Song from The Tempest by William Shakespeare

"Ariel's song" is a verse passage in Scene ii of Act I of William Shakespeare's The Tempest. It consists of two stanzas to be delivered by the spirit Ariel, in the hearing of Ferdinand. In performance it is sometimes sung and sometimes spoken. There is an extant musical setting of the second stanza by Shakespeare's contemporary Robert Johnson, which may have been used in the original production around 1611.

It is the origin of the phrase "full fathom five", after which there are many cultural references, and is an early written record of the phrase sea change.

Through its use of rhyme, rhythm, assonance, and alliteration, the poem sounds like a spell.

== "Full fathom five" ==
"Full fathom five" is the beginning of the second stanza of "Ariel's song", better known than the first stanza, and often presented alone. It implicitly addresses Ferdinand who, with his father, has just gone through a shipwreck in which the father supposedly drowned.

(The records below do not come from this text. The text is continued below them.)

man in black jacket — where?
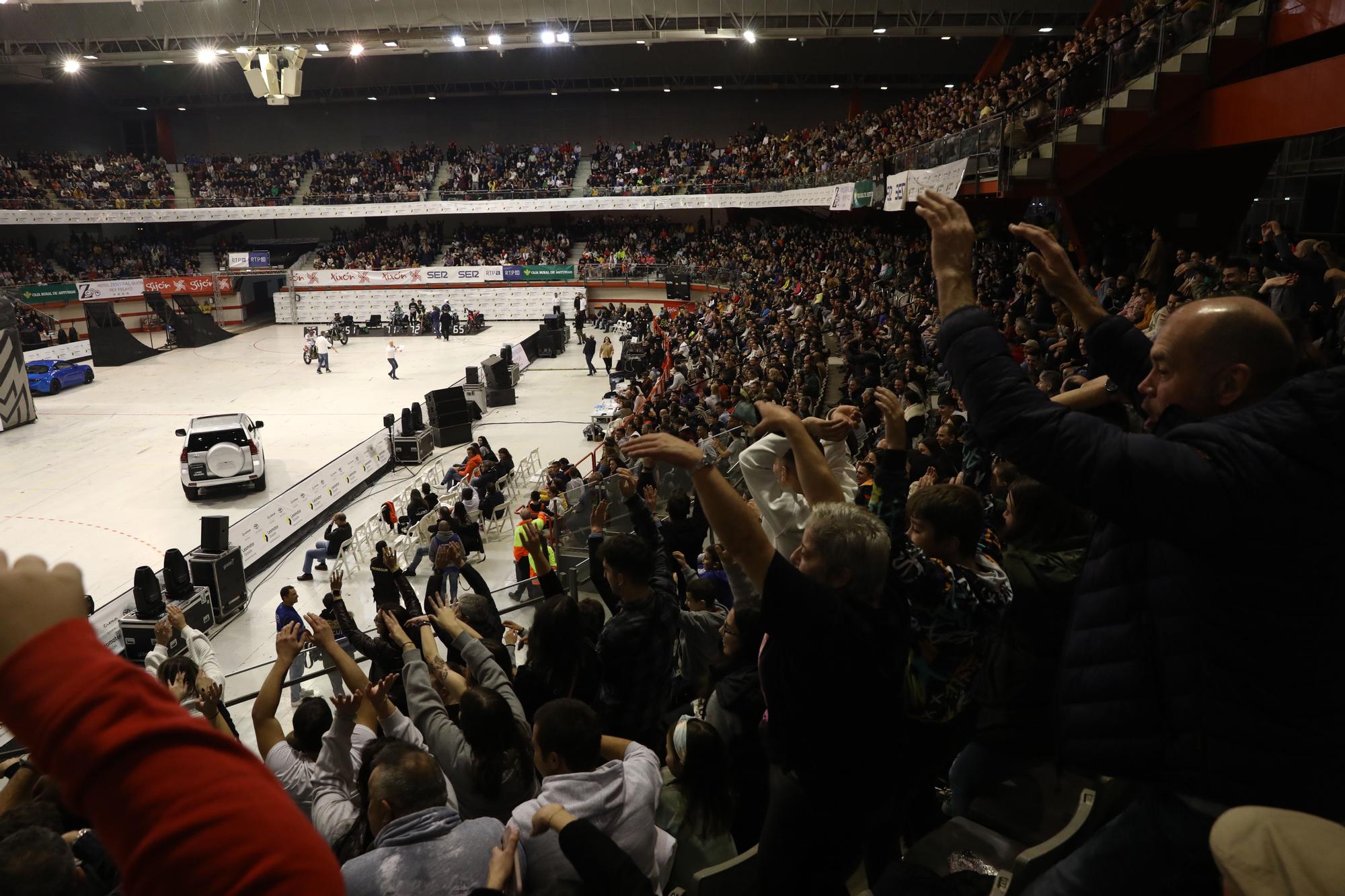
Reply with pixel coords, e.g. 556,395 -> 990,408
919,194 -> 1345,896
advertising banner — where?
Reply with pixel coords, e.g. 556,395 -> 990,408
145,274 -> 222,296
504,265 -> 574,282
850,180 -> 882,208
293,265 -> 504,289
19,282 -> 79,305
830,183 -> 854,211
75,277 -> 145,301
882,171 -> 911,211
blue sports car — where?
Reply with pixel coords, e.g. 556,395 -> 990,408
26,360 -> 93,395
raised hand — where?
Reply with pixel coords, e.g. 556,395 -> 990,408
364,673 -> 401,709
378,610 -> 413,650
625,430 -> 705,468
276,623 -> 301,665
589,498 -> 607,536
332,690 -> 364,719
304,614 -> 336,651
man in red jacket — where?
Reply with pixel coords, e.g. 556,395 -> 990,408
0,552 -> 344,896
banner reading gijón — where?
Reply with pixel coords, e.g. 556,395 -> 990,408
504,265 -> 574,282
75,277 -> 145,301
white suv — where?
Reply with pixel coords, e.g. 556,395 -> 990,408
178,414 -> 266,501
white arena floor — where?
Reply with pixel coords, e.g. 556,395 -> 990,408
0,321 -> 607,744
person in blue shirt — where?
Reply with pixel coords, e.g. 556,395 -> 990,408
276,585 -> 316,706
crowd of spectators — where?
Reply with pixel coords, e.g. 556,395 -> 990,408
0,234 -> 200,285
0,156 -> 51,208
0,175 -> 1345,896
438,142 -> 582,199
444,225 -> 570,265
588,134 -> 714,195
183,149 -> 319,207
17,151 -> 174,208
312,220 -> 444,270
305,142 -> 444,204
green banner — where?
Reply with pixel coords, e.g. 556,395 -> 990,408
504,265 -> 574,281
19,282 -> 79,305
850,180 -> 874,208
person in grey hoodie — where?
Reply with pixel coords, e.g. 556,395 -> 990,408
342,743 -> 504,896
383,595 -> 537,822
510,698 -> 663,892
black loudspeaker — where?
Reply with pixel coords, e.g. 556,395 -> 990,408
200,517 -> 229,555
134,567 -> 164,619
164,548 -> 191,600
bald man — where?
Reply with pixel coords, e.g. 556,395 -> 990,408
919,196 -> 1345,896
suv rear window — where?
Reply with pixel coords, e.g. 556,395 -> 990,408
187,429 -> 247,451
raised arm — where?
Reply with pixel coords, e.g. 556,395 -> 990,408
252,623 -> 300,759
0,553 -> 343,893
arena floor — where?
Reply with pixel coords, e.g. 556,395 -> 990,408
0,321 -> 607,743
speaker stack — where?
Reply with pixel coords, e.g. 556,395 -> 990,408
425,386 -> 472,448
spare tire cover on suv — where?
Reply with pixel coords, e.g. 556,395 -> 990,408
206,441 -> 247,479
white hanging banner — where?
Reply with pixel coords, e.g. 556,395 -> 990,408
75,277 -> 145,301
829,183 -> 854,211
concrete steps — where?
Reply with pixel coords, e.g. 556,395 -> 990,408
570,159 -> 593,199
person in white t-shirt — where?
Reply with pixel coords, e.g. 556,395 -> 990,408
313,333 -> 332,372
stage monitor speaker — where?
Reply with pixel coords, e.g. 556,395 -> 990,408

Full fathom five thy father lies;
Of his bones are coral made;
Those are pearls that were his eyes;
 Nothing of him that doth fade,
But doth suffer a sea change
Into something rich and strange.
Sea-nymphs hourly ring his knell:
Ding-dong.
Hark! now I hear them — Ding-dong, bell.

== Selected cultural references ==
- Parts or all of it have been set to music by Charles Ives (under the title A Sea Dirge), Henry Purcell (The Tempest, alternatively attributed to John Weldon), Igor Stravinsky (Three Songs from William Shakespeare), Arthur Sullivan (The Tempest), Ralph Vaughan Williams (Three Shakespeare Songs), Pete Seeger (Two from Shakespeare), John Zorn, Marianne Faithfull, Laurie Anderson, and Caroline Shaw.
- On the gravestone of Percy Bysshe Shelley in the Protestant Cemetery in Rome the lines "Nothing of him that doth fade, / But doth suffer a sea-change / Into something rich and strange." are engraved. His open boat, on which he sailed the day he drowned, was called Ariel.
- The title of the Alfred Hitchcock film Rich and Strange (1931) is an allusion to Ariel's Song.
- In The Waste Land, TS Eliot references "Those are pearls that were his eyes" on multiple occasions.
- In Cibola Burn, a novel by James S. A. Corey, a character references the line "Of his bones are coral made".
- The Jackson Pollock painting titled Full Fathom Five; critic Ellen Johnson said of this piece "[It] is especially rich ... Several foreign objects are embedded in its oil and aluminium paint; but the thumb tacks, pennies, cigarettes, paint tube tops, matches, etc., are only discovered with very close scrutiny. Lost in the life of the painting, they 'suffer a sea-change into something rich and strange'."
- The Laurie Anderson track titled Blue Lagoon (in United States I-IV, 1984) a full verse from 'Full Fathom Five...' to '...rich and strange'.